It takes a talented athlete to switch sides of the ball halfway through his college football career, but captain Beau Palin ’14 took the challenge during his junior season when he shifted from tight end to defensive end.

Palin started every game that year, finishing the 2012 season with 43 tackles and a team-high four sacks. While the statistics speak to Palin’s work ethic, the impression he has left on his teammates speaks louder.

“Beau has been blessed with natural leadership and an unparalleled work ethic,” wide receiver Cameron Sandquist ’14 said. “He cares about this team and it shows. He puts an astounding amount of effort into forming relationships and making sure every single guy on the team knows their role and importance to Yale football. It is exciting to be a part of.”

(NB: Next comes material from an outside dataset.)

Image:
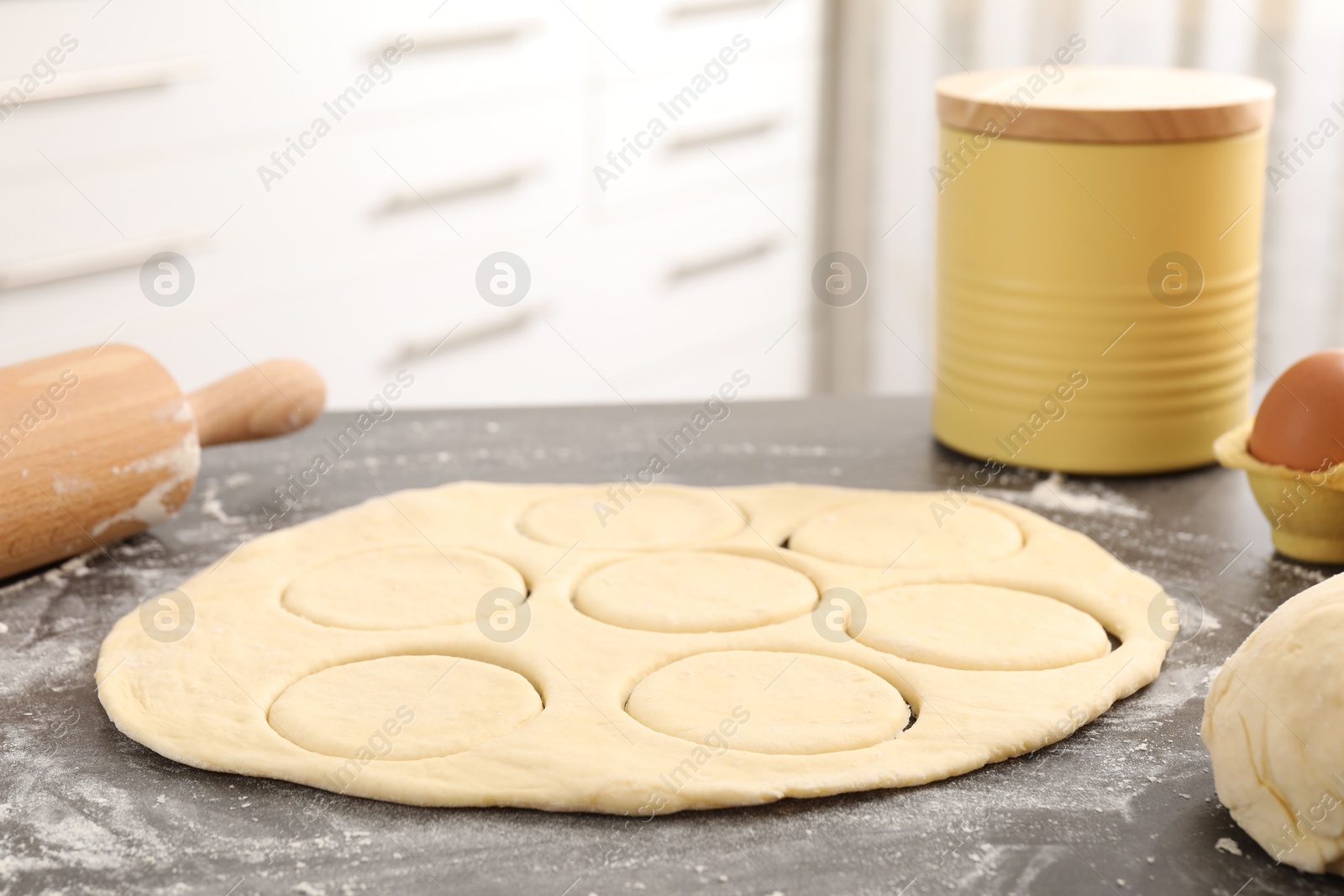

Palin said that only a few players in his class remained on the team since their freshman year, and that the group has bonded through the turmoil and instability that have afflicted the Bulldogs over the past two years.

He is motivated by the role and said he looks forward to leading alongside his teammates rather than by just himself.

“Being the captain and the leader of the team is really inspiring because you have 100 or more guys depending on you to do it right every day. It’s good. I wouldn’t want to have it any other way,” Palin said. “It’s easy to create a culture of leadership when there are so many other leaders on the team.”

After the Bulldogs played without a captain for the first time in the team’s history last year, Palin faced a difficult challenge stepping into the empty position for the 2013 season.

But wide receiver Chris Smith ’14, who was away from school for the captain-less 2012 campaign, thinks Palin is the right man for the job.

“The thing that makes Beau a great captain for our team is that he’s real. He doesn’t try to be someone he’s not,” Smith said. “That makes all the guys respect him and follow the example he sets.”

Palin is not the first leader in his family and certainly is not the only athlete. The Wisconsin native grew up in a competitive atmosphere, playing sports both with and against his brothers Drew, Tyler and Ian as well as with his sister Holly, whom he says is the best athlete in the family.

All four brothers continued their football careers at the college level — older brother Drew Palin ’06 played football for the Bulldogs and older brother Tyler played for Carleton College while younger brother Ian is currently starting at tight end for the University of Dayton. Holly played both field hockey and basketball for Northwestern while father Drew Palin played nose guard for Stanford and his grandfather played for Brown.

Despite how competitive Palin is with his siblings, he said it remains playful.

“My little brother just got bigger than me and it irritates me,” Palin said.

Palin’s father jokes that if younger brother Ian is playing better than Beau, he will be attending Ian’s games.

Still, Beau gives his family much of the credit for his success.

“My siblings are instrumental to who I am and I look up to them all in different ways. My parents too,” Palin said.

While it is easy to see the influence of Palin’s family on his athletic career, their influence on his academics is less obvious.

Palin is an ecology and evolutionary biology major. While he says he does not intend to apply to medical school directly after graduating, Palin hopes to become involved with entrepreneurship or leadership development, something that stems from his work as an assistant director for the Warrior-Scholar Project, a program that helps veterans transition into college life.

Palin also cites as inspiration a football leadership program that head coach Tony Reno is working with retired General Stanley McChrystal to develop. He said one of his favorite moments at Yale was on a trip with the program.

“Last year we went to Gettysburg and went on an early-morning run through the Gettysburg battlefield as the sun was rising,” Palin said. “[McChrystal] is definitely a huge role model.”

Palin likens all of the effort he puts into the team and leaves out on the field to one of his favorite quotations by Theodore Roosevelt: “Far and away the best prize that life has to offer is the chance to work hard at work worth doing.”

The Bulldogs will open up the 2013 season at Colgate on Saturday, Sept. 21 at 1 p.m.